My chameleon is about 6 months old and ever since i got him (about 4 months ago) i've tried to handle him, but he starts hissing. The guy in the shop said this is just coz he's nervous and he'll stop doing it the more he's handled, but he is still doing it. I've read somewhere that they do not like to be handled so they should be left alone. Should i keep perservering or am i stressing the little guy out too much. But when he's out he seems to love it and is alot more active than what he is in his viv.


----------



## RRice (Feb 16, 2005)

ronzz said:


> My chameleon is about 6 months old and ever since i got him (about 4 months ago) i've tried to handle him, but he starts hissing. The guy in the shop said this is just coz he's nervous and he'll stop doing it the more he's handled, but he is still doing it. I've read somewhere that they do not like to be handled so they should be left alone. Should i keep perservering or am i stressing the little guy out too much. But when he's out he seems to love it and is alot more active than what he is in his viv.
> [snapback]929225[/snapback]​


i used to have a jackson, they get stressed out very easily and stress can cause them to get sick and die more easily then you would think. its best to leave them alone for the most part. i have seen some that dont mind being handled and some that hate it and attack. depends on the speciman, similar to aggressiveness in piranhas, depends on the individual fish


----------



## Atlanta Braves Baby! (Mar 12, 2003)

chameleons can be handled, but they would rather not be. They are more of a look and enjoy pet then say a ball python. Dont get me wrong, you can handle him, just dont overdue it.


----------



## nomaddan (Nov 26, 2004)

Yeah, chameleons are not very social pets. If you keep it up he could end up dead.


----------



## ronzz (Oct 26, 2004)

Sound advice

He's a veiled (Yemen) chameleon. Yesterday he was at the glass so i opened his viv and he walked up my arm, and onto my bed, ran to my pillow which was upright and sat at the top of it and seemed really happy. If he's at the glass i open it and he normally comes out but doesn't like to be held he likes to climb on my bed, but i'm not gonna grab him when he's in his cage anymore as he does get really stressed.

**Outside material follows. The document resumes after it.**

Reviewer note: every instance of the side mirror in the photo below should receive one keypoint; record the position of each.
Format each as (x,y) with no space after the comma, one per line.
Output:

At the minute he's being fed crickets and mealworms (powdered with vitamin supplement). The mealworms and crickets are fed spring greens and carrot. I've been told that when the mealworms change into moths you should feed them to the chameleon as it'll keep them active. But they also said that moths are not nutritionally good. Does anyone know of anything else that is nutritionally good for chameleon except for crickets. I want to vary his diet more. Any ideas?


----------



## Burf (Nov 3, 2003)

i think you got your wires crossed somewhere!!!

Mealworms dont turn into moths, they are the larval stage of the darkling beetle.

As for moths, i think you mean wax worms which are the larva for a moth.

the beetle probaly aren't not much good for the chams, but i expect it would be good to feed the cham moths. It would provide a bit of variety to their hunting methods.


----------



## ronzz (Oct 26, 2004)

Ah right!!!! I did wonder why they changed from mealworms to beetles but hadn't changed into moths yet. My mate is talking crap (he must have meant wax worms, but told me mealworms)


----------